The Guardian’s latest glossy weekend supplement carried a photographic essay about PKK (Kurdish Workers’ Party) guerrillas on the Turkish-Iraqi border. Romanticizing them could hardly go further: in rugged landscapes, we see fresh-faced young men and women in gray-green fatigues either in pensive, poetic mood or happily singing revolutionary songs.

How purposefully authentic their existence seems compared with ours, who live in large, comfortable, and wealthy cities, selfishly enjoying the rotten fruits of a decadent civilization. One almost wishes one could shed the veneer of sophistication and join up, to breathe the crystalline, unpolluted air of Kurdistan.

How many times in the twentieth century did we see the same photographic essays about noble guerrilla movements!
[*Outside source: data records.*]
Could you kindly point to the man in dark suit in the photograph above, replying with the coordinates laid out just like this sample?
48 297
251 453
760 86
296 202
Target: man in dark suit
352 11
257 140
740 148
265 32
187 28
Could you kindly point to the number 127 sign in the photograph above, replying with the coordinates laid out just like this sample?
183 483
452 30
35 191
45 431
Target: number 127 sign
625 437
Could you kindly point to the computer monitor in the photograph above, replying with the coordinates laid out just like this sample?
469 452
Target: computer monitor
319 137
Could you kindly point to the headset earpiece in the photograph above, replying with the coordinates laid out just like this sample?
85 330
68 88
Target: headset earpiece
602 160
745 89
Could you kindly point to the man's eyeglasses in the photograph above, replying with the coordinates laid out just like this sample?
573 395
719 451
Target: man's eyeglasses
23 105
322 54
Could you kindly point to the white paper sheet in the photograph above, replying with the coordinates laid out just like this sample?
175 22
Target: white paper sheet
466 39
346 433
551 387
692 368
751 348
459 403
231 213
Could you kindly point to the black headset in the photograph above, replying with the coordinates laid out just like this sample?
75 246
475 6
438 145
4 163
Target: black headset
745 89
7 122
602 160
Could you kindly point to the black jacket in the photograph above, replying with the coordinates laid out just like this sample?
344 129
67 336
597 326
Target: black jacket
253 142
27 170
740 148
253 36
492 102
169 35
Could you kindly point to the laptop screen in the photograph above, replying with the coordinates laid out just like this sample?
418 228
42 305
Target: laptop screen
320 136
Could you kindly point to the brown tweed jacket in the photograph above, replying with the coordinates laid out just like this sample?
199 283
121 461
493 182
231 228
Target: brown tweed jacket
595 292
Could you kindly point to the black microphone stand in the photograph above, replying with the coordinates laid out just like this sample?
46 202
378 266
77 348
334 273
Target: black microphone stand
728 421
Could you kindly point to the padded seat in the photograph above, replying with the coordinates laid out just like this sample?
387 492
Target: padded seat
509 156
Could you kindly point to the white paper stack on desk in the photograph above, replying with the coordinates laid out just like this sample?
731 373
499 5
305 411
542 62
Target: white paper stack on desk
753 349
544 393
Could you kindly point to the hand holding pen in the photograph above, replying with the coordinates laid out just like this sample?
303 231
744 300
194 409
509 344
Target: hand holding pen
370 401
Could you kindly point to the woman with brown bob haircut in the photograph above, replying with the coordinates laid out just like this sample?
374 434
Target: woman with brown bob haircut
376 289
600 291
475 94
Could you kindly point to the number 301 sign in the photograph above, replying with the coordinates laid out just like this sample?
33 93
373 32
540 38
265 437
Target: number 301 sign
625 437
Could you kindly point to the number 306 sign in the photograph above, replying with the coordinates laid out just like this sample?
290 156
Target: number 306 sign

In the brief commentary that accompanied the pictures, not a single word appeared about the PKK’s history of hard-line Marxism or its alliance with the Shining Path, the monstrous Peruvian guerrilla movement of the Pol Pot tendency. Nor was there a word about the 30,000 people who have died as a result of its insurgency. All we get are the words of “a female fighter.” “We don’t want a utopia,” she said. “Like all people around the world, we simply want the right to enjoy our culture and use our language.”

Perhaps the best gauge of the depth and sincerity of the average Guardian reader’s interest in and commitment to the Kurdish liberation struggle—a struggle that, if successful, would almost certainly result in the establishment of a nasty little totalitarianism—is the article on the following pages about fashion, with the legend “Elegant drapery with metallic details[—]take inspiration from ancient Greece this summer.” The article invites female supporters of Kurdish liberation to buy a blue, one-shoulder Lanvin dress for just over $2,900, together with a wide silver belt for $280 and a silver charm chain (worn around the shoulder) at $500, or alternatively a black dress with metallic detail by Marios Schwab for just over $3,000, together with gold sandals for $640.

Could solidarity with the Kurdish people go any further? The PKK are a fashion accessory: bought, of course, at the expense of others.